The airway is difficult IF:
- It is difficult to bag-mask ventilate
- i.e. no seal, excessive leak, or excessive resistance due to obstruction
- It is difficult to intubate:
- None of the vocal cords are visible (Grade IV direct laryngoscopy)
- Multiple attempts are required for intubation
- The operator is a “conventionally trained anesthesiologist”
What features on history might alert you to the possibility of a difficult intubation?
- History of difficult intubation in previous attempts
- History of airway-altering changes since the last anaesthetic, eg. significant weight gain, C-spine surgery, head and neck radiotherapy, etc.
Specific pathologies associated with difficult intubation, which may be available as history:
- Recent intubation (oedema, trauma, etc)
- Airway trauma
- Airway infection
- Mediastinal mass, eg. retrosternal goitre
- Ankylosing spondylitis
- Degenerative arthritis (i.e. of the C-spine or jaw)
- Subglottic stenosis
- Lingual hypertrophy (i.e. big fat tongue)
- Syndromic appearance:
- Treacher-Collins syndrome: Auricular and ocular defects, malar and mandibular hypoplasia
- Pierre Robin syndrome: micrognathia, macroglossia, cleft soft palate
- Down syndrome: small mouth; macroglossia
- Goldenar’s syndrome: malar and mandibular hypoplasia
- Kippel-Feil syndrome: congenital C-spine fusion
What features on examination might suggest that intubation will be difficult?

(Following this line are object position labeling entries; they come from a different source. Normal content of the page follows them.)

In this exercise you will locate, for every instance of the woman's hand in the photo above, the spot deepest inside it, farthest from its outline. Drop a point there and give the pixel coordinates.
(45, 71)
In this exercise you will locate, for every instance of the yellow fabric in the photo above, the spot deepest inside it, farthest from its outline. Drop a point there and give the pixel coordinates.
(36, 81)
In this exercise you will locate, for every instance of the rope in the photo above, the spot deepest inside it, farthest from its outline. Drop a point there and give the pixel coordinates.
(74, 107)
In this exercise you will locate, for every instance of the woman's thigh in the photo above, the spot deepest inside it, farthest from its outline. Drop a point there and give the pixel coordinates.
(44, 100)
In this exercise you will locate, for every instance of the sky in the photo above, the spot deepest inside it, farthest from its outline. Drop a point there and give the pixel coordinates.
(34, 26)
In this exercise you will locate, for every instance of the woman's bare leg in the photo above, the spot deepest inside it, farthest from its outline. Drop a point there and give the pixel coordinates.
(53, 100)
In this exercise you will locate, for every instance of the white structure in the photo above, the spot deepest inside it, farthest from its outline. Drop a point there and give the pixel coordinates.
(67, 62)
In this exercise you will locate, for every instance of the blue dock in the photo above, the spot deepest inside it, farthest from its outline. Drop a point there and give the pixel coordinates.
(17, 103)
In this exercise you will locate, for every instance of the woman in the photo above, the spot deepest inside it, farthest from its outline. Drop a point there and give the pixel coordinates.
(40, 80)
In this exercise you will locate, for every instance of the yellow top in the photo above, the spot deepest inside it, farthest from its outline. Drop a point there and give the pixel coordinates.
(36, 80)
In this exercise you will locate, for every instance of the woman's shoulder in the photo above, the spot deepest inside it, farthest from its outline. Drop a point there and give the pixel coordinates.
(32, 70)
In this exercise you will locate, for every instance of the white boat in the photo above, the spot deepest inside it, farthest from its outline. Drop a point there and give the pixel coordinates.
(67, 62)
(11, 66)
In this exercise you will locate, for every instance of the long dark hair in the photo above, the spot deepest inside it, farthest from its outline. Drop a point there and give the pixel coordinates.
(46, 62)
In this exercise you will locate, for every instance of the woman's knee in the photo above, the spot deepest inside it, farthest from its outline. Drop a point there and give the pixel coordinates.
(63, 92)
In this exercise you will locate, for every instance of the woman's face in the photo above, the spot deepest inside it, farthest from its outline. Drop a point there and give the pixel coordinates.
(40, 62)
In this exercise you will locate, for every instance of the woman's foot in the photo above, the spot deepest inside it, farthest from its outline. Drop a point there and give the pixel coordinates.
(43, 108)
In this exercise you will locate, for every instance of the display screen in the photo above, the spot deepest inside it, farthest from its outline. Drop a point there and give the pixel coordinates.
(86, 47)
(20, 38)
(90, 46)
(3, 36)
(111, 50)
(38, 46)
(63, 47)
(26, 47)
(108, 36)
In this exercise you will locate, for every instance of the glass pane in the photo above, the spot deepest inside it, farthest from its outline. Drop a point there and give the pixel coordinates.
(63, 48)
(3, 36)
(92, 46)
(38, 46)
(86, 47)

- Level of consciousness (i.e. is the patient cooperative enough for an awake intubation?)
- Level of comfort (i.e. can the patient be positioned properly, or are they to short of breath?)
- Pregnancy (makes everything difficult)
- Syndromic appearance
Mouth, face and jaw
- Long upper incisors (“buck teeth”)
- No teeth (edentulous patients are easier to intubated, but harder to bag-mask ventilate)
- Prominent overbite
- Inability to “prognath”, i.e to voluntarily protrude the mandible
- Small mouth opening (3cm is the minimum to comfortably admit a laryngoscope blade).
- Mallampati score more than 2 (i.e. a barely visible uvula)
- Arched or narrow palate
- Compliance of the mandible and mandibular space (i.e. is it possible to manipulate it, or is it relatively fixed by some sort of disease process, eg. a submandibular abscess)
- Patency of nares: polyps, deviated septum etc.
Neck and posture
- Thyromental distance (“three ordinary finger breadths”, or 6cm)
- Mandibulo-hyoid distance of less than 4cm
- Sternomental distance of less than 12cm
- Thick short neck
- Restricted range of neck motion
The candidate may simply list the components of the LEMON screening tool, which would be enough to pass:
- Does the patient look like the stereotypical difficult intubation?
Evaluate: 3:3:2 rule
- 3 fingers width of mouth opening
- 3 fingers width of thyromental distance (from the thyroid cartilage to the mental process of the mandible, colloquially referred to as the chin)
- 2 fingers width of distance from the hyoid to the thyroid
- amount of pharynx which can be seen by opening the mouth
Obesity and obstruction
- Is the patient morbidly obese?
- is there some sort of obstruction, eg abscess?